Lesson 6 of 17

Character Tokenizer

Tokenization

Neural networks process numbers, not strings. A tokenizer maps characters to integer IDs and back.

Character-Level Tokenizer

The simplest tokenizer assigns an integer to each unique character:

text = "hello"
chars = sorted(set(text))   # ['e', 'h', 'l', 'o']
encode = {ch: i for i, ch in enumerate(chars)}
decode = {i: ch for i, ch in enumerate(chars)}

The sort ensures a consistent, reproducible mapping.

The BOS Token

We need a special Beginning-Of-Sequence token to mark where sequences start and end. We place it at index len(chars) — just after all the character tokens:

BOS = len(chars)        # e.g. 4 for "hello"
vocab_size = len(chars) + 1

The same BOS token serves as both start and end marker.
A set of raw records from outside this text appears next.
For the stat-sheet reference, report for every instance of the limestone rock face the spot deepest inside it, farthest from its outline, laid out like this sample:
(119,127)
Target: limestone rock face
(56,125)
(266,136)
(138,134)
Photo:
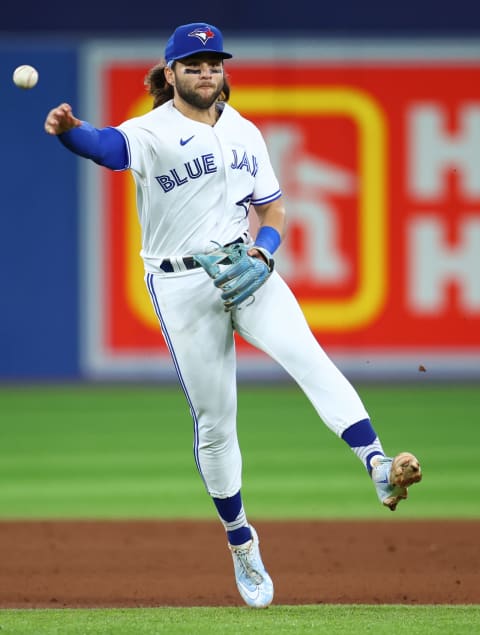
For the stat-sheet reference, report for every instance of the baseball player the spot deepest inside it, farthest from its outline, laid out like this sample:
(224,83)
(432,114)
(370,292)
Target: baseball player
(200,169)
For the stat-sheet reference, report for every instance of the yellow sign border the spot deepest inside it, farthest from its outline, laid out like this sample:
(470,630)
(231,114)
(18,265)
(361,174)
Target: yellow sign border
(369,298)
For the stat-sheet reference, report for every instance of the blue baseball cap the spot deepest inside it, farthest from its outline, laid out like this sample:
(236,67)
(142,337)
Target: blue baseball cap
(190,39)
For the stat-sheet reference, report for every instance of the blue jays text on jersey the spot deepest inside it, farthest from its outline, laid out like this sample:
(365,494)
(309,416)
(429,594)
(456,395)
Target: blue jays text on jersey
(205,164)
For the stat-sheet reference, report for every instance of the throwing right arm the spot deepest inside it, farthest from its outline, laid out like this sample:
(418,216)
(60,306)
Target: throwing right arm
(106,146)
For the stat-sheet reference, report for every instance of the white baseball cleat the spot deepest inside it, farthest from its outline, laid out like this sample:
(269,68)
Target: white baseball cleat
(392,477)
(253,582)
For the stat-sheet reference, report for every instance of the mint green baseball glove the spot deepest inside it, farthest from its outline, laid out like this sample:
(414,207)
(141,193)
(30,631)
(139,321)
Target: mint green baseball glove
(237,274)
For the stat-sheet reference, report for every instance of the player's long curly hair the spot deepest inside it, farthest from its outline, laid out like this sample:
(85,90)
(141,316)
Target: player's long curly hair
(162,91)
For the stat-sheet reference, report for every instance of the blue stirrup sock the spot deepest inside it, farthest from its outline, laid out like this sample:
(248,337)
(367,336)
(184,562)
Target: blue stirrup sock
(363,440)
(233,517)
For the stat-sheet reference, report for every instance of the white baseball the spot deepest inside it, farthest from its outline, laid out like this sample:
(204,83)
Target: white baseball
(25,76)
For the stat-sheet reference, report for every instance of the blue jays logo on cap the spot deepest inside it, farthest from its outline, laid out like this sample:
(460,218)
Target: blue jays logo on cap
(203,34)
(190,39)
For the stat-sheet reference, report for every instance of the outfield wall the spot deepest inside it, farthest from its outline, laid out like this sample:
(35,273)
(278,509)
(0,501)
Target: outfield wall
(377,145)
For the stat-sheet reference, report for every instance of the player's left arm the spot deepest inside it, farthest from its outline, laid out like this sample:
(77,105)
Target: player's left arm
(271,230)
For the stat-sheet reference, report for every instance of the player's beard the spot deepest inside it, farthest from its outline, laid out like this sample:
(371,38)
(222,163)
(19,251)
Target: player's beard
(195,99)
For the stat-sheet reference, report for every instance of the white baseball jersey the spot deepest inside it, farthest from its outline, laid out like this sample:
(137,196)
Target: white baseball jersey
(195,182)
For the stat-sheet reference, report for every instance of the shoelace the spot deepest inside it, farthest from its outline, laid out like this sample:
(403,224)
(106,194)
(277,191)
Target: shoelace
(243,558)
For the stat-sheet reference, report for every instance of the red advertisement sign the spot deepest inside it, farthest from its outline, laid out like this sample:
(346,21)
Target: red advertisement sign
(380,167)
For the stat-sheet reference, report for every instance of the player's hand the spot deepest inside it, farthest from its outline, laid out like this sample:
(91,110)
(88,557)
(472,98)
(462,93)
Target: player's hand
(61,119)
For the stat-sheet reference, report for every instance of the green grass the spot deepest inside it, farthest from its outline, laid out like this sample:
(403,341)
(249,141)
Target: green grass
(279,619)
(126,451)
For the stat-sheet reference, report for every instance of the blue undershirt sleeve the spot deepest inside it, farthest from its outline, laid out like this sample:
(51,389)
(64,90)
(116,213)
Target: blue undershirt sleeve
(106,146)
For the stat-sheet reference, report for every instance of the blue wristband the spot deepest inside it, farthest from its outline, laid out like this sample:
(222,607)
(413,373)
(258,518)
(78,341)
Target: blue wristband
(268,238)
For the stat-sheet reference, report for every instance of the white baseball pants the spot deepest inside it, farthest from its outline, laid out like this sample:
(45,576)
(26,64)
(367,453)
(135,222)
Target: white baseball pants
(199,335)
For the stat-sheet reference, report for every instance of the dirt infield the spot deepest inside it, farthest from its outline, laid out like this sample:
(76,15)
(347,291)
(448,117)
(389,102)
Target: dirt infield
(131,564)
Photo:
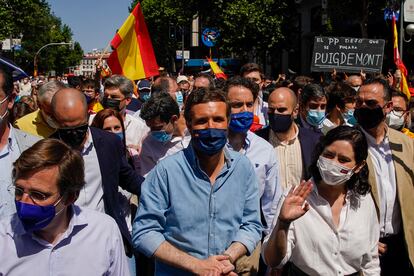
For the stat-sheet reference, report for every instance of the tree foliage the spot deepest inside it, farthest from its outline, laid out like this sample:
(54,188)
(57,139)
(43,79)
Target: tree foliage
(38,26)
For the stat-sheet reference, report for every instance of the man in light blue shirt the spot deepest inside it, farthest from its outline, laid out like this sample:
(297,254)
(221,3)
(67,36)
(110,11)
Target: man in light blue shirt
(199,209)
(242,94)
(48,235)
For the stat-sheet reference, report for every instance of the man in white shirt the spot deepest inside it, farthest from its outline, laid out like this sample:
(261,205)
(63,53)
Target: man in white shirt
(253,72)
(118,91)
(391,176)
(48,234)
(161,115)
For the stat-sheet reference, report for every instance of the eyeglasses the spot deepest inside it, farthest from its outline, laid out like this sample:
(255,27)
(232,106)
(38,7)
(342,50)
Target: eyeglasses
(36,196)
(399,112)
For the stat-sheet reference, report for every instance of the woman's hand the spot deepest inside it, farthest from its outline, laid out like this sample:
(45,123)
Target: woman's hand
(295,204)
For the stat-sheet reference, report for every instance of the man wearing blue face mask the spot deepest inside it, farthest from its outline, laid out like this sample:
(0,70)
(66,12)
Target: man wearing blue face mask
(48,233)
(241,94)
(161,115)
(340,107)
(312,107)
(199,208)
(118,92)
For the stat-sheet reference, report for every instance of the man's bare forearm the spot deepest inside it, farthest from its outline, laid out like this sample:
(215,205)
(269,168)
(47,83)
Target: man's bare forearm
(235,251)
(168,254)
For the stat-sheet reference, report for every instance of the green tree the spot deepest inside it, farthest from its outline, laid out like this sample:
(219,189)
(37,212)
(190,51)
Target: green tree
(34,21)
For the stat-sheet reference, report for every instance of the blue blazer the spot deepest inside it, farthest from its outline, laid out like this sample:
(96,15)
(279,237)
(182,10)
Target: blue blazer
(115,171)
(308,140)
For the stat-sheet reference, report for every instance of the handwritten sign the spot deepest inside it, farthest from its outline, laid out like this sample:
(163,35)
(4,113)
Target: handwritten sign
(347,54)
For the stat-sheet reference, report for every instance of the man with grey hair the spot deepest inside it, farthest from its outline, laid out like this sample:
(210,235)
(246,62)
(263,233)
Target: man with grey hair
(40,122)
(118,92)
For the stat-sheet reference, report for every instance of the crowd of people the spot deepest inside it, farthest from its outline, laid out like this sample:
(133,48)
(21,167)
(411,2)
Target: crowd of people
(196,175)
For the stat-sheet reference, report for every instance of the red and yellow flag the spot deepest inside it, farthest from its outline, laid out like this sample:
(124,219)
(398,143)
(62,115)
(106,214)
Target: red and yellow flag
(216,69)
(398,61)
(133,55)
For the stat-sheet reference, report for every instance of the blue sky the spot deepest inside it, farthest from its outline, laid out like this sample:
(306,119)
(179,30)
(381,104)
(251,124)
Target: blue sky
(93,22)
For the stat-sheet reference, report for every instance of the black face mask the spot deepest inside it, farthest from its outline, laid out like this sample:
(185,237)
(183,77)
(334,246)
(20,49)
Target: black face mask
(73,137)
(280,122)
(111,104)
(369,118)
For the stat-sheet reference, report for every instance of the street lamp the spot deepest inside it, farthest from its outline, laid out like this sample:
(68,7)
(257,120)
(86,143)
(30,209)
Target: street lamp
(44,46)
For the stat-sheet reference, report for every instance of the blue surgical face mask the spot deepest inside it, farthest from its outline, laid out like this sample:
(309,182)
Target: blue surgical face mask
(315,117)
(349,117)
(161,136)
(145,96)
(35,217)
(209,141)
(241,122)
(120,135)
(179,98)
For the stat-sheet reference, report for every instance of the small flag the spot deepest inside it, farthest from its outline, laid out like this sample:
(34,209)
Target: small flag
(399,63)
(216,69)
(17,72)
(133,55)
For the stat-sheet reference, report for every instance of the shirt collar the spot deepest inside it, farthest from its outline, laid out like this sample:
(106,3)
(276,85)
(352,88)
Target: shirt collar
(11,138)
(194,162)
(371,139)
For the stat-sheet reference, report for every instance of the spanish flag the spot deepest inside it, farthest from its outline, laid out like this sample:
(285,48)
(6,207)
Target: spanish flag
(398,61)
(133,55)
(216,69)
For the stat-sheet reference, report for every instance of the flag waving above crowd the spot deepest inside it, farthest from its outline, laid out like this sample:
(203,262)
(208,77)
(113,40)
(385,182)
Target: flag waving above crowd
(133,55)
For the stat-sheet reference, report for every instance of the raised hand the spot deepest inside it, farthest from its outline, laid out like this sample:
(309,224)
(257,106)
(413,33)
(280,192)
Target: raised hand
(295,204)
(212,266)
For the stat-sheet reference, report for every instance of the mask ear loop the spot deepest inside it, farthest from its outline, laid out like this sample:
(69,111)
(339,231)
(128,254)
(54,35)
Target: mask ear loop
(359,167)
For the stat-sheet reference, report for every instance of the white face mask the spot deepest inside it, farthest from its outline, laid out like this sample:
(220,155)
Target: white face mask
(6,112)
(395,119)
(333,173)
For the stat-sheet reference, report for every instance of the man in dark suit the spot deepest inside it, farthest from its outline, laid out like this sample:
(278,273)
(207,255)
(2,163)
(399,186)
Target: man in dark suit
(293,145)
(106,166)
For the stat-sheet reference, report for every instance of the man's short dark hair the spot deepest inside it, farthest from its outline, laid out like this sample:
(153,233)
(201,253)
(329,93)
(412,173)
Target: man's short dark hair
(398,93)
(162,105)
(210,79)
(48,153)
(251,67)
(89,83)
(74,81)
(203,95)
(8,80)
(246,83)
(384,83)
(311,91)
(338,95)
(300,82)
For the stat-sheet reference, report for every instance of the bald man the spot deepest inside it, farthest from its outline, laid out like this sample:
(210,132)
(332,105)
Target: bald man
(294,145)
(106,165)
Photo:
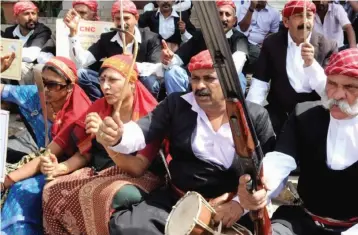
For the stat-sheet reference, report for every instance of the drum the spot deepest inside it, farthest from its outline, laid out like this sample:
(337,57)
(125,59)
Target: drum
(236,229)
(191,215)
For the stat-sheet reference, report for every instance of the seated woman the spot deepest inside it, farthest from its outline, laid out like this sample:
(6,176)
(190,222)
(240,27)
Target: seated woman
(82,202)
(66,101)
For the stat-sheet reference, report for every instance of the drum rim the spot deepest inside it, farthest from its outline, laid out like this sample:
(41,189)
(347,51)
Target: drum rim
(195,219)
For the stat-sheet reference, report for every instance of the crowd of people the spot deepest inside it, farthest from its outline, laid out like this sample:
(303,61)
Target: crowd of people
(132,129)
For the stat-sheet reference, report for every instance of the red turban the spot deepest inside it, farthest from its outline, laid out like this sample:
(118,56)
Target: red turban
(128,6)
(201,61)
(66,66)
(343,63)
(294,7)
(230,3)
(122,63)
(24,6)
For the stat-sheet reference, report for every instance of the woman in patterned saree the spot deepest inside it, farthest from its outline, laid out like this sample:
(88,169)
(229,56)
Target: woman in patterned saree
(82,202)
(21,213)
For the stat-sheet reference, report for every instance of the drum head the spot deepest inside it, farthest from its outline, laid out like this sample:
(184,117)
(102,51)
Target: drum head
(181,220)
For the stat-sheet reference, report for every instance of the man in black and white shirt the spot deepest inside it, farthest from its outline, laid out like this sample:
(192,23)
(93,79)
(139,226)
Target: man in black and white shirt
(33,35)
(166,22)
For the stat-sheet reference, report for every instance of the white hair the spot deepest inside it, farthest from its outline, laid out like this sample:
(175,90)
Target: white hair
(351,110)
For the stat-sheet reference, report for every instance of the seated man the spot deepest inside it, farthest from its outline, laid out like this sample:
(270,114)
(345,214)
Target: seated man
(331,20)
(167,23)
(322,139)
(201,147)
(110,44)
(87,10)
(176,77)
(257,20)
(293,66)
(33,35)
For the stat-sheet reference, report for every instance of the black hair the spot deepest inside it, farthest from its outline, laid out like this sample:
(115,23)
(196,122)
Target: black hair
(57,71)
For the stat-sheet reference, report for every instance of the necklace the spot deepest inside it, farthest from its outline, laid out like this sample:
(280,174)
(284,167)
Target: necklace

A training sequence for "emma" would be:

[BOS, e, m, m, a, BOS]

The model learns to predict the next token at every position, including predicting BOS after the last character.

Encoding and Decoding

tokens = [encode[ch] for ch in "hello"]  # [1, 0, 2, 2, 3]
decoded = ''.join(decode[t] for t in tokens)  # "hello"

Your Task

Implement build_tokenizer(text) that returns (BOS, vocab_size, encode, decode).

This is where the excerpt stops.